In some embodiments of the invention, the data quality further comprises problem management, and analysis is to find the reasons or conditions for the quality, and for these reasons, a data cleaning strategy is made. General data quality issues arise: invalid, repeated, missing, inconsistent, wrong values, wrong formats, problematic business logic rules, wrong data extraction procedures, etc., in addition to inconsistent statistical calibers, can also result in the viewed data being undesirable. According to the situations, the program to be written is automatically cleaned by a computer according to the data size and the requirement of a mining system, and the problem management flow is as follows:
defining service requirements and methods: defining key points, opportunities and targets of data quality management to guide all work in the whole project period; analyzing the information environment: collecting, sorting and analyzing information environment related to data quality, determining information life cycle, ensuring related data to be evaluated, and designing a data acquisition and evaluation scheme; and (3) evaluating the data quality: the data quality is evaluated for a data quality dimension applicable to this problem. The evaluation results are used to determine the root cause of the data quality problem, where improvement is needed; determining the reason of the data quality problem: determining and prioritizing root causes that cause data quality problems, and specific suggestions for solving these problems; formulating an improvement scheme: determining a final specific solution; prevention of future data errors: a solution is implemented that addresses the root cause of the data quality problem. And (3) real-time control: monitoring and verifying the improvements made, maintaining the results by standardizing, archiving, and continuously monitoring the improvements. Communication action and result: archiving and communicating quality management effects, improvements made and results of the improvements.
In some embodiments of the invention, the data standard is the basis for data asset management, which is a process of accurately defining data assets; the embodiment of the invention manages the data relationship among a source system, a data platform, a data mart, a data model, a database, a table, a field, a report (index storage field), a field and a field in data application surrounding a data center station through the construction of metadata and data management. According to a big data standard system established by a national information technology standardization technical committee big data standard working group, a standard system framework of data is composed of seven categories of standards, which are respectively as follows: base standards, data standards, technical standards, platform and tool standards, management standards, security and privacy standards, industry application standards. The data standard is a consistent convention for the expression, format and definition of data, and comprises the unified definition of data service attributes, technical attributes and management attributes; the purpose of the data standards is to make the data used and exchanged externally within an organization consistent and accurate. The construction implementation flow of the data standard is as follows:
the first stage is as follows: standard planning
From the actual situation, the national standard, the current standard, the new system requirement standard, the industry passing standard and the like are collected by combining the industry experience, the whole range of data standard construction is combed out, the data standard system framework and classification are defined, and the implementation plan of the data standard is made.

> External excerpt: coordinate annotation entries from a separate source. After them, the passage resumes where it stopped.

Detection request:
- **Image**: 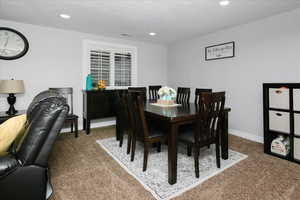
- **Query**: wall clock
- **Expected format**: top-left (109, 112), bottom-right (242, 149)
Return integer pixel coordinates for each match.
top-left (0, 27), bottom-right (29, 60)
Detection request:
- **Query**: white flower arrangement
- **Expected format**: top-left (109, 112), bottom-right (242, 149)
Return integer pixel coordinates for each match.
top-left (158, 87), bottom-right (177, 100)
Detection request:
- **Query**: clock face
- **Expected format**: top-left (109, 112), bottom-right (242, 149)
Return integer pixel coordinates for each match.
top-left (0, 27), bottom-right (28, 60)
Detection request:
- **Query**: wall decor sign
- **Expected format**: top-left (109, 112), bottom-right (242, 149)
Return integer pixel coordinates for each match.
top-left (205, 42), bottom-right (235, 61)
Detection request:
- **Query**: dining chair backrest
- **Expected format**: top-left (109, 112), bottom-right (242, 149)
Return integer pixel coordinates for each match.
top-left (49, 87), bottom-right (73, 115)
top-left (176, 87), bottom-right (191, 104)
top-left (199, 92), bottom-right (225, 138)
top-left (128, 87), bottom-right (147, 102)
top-left (195, 88), bottom-right (212, 105)
top-left (149, 85), bottom-right (161, 100)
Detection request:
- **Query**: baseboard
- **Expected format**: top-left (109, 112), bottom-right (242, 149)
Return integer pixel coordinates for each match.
top-left (61, 118), bottom-right (264, 143)
top-left (229, 129), bottom-right (264, 144)
top-left (61, 118), bottom-right (116, 133)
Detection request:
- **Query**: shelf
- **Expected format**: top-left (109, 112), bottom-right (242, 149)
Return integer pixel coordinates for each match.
top-left (269, 108), bottom-right (291, 112)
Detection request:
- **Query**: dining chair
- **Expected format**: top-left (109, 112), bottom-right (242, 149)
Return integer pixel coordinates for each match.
top-left (49, 87), bottom-right (78, 137)
top-left (195, 88), bottom-right (212, 105)
top-left (117, 93), bottom-right (133, 154)
top-left (128, 87), bottom-right (147, 102)
top-left (129, 93), bottom-right (166, 171)
top-left (149, 85), bottom-right (161, 100)
top-left (178, 92), bottom-right (225, 178)
top-left (176, 87), bottom-right (191, 104)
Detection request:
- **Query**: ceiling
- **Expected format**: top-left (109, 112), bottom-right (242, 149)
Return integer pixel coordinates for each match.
top-left (0, 0), bottom-right (300, 43)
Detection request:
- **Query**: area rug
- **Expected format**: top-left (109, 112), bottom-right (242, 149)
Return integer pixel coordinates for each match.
top-left (97, 138), bottom-right (247, 200)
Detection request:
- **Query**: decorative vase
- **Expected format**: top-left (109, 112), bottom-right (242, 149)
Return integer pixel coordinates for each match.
top-left (85, 74), bottom-right (93, 91)
top-left (157, 87), bottom-right (176, 105)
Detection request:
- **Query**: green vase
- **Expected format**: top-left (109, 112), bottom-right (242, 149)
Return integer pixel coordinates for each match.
top-left (86, 74), bottom-right (93, 91)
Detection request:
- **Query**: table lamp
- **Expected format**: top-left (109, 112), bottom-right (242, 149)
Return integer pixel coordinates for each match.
top-left (0, 79), bottom-right (24, 115)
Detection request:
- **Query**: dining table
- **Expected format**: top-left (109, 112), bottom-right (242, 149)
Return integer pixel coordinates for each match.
top-left (144, 101), bottom-right (231, 185)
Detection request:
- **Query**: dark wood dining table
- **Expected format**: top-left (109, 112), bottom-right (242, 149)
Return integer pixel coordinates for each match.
top-left (145, 101), bottom-right (231, 185)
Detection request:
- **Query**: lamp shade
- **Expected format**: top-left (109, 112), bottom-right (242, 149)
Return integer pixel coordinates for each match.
top-left (0, 80), bottom-right (25, 94)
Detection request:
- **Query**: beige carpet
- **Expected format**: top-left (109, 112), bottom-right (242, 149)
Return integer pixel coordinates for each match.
top-left (50, 127), bottom-right (300, 200)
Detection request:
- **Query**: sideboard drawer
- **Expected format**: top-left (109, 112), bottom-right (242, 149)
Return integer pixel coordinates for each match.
top-left (293, 89), bottom-right (300, 111)
top-left (269, 88), bottom-right (290, 109)
top-left (294, 138), bottom-right (300, 161)
top-left (269, 111), bottom-right (290, 133)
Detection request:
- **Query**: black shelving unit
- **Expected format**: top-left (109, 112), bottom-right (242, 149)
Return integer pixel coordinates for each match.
top-left (263, 83), bottom-right (300, 164)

And a second stage: standard compilation
According to the data standard system framework and classification, each classified data standard template is firstly determined, and then relevant personnel compile the data standard according to the investigation results of relevant national standards, row standards, technical business requirements and the like to form a data standard initial draft.
And a third stage: standard review publishing
After the standards are compiled, the data standards need to be reviewed to ensure the completeness and the standardization of the data standards, and the data standards are revised and perfected after expert opinions and the personal opinions of all relevant departments are fully requested. And the completed data standard can be released to the whole enterprise after passing through the leadership examination and approval to form a formal data standard.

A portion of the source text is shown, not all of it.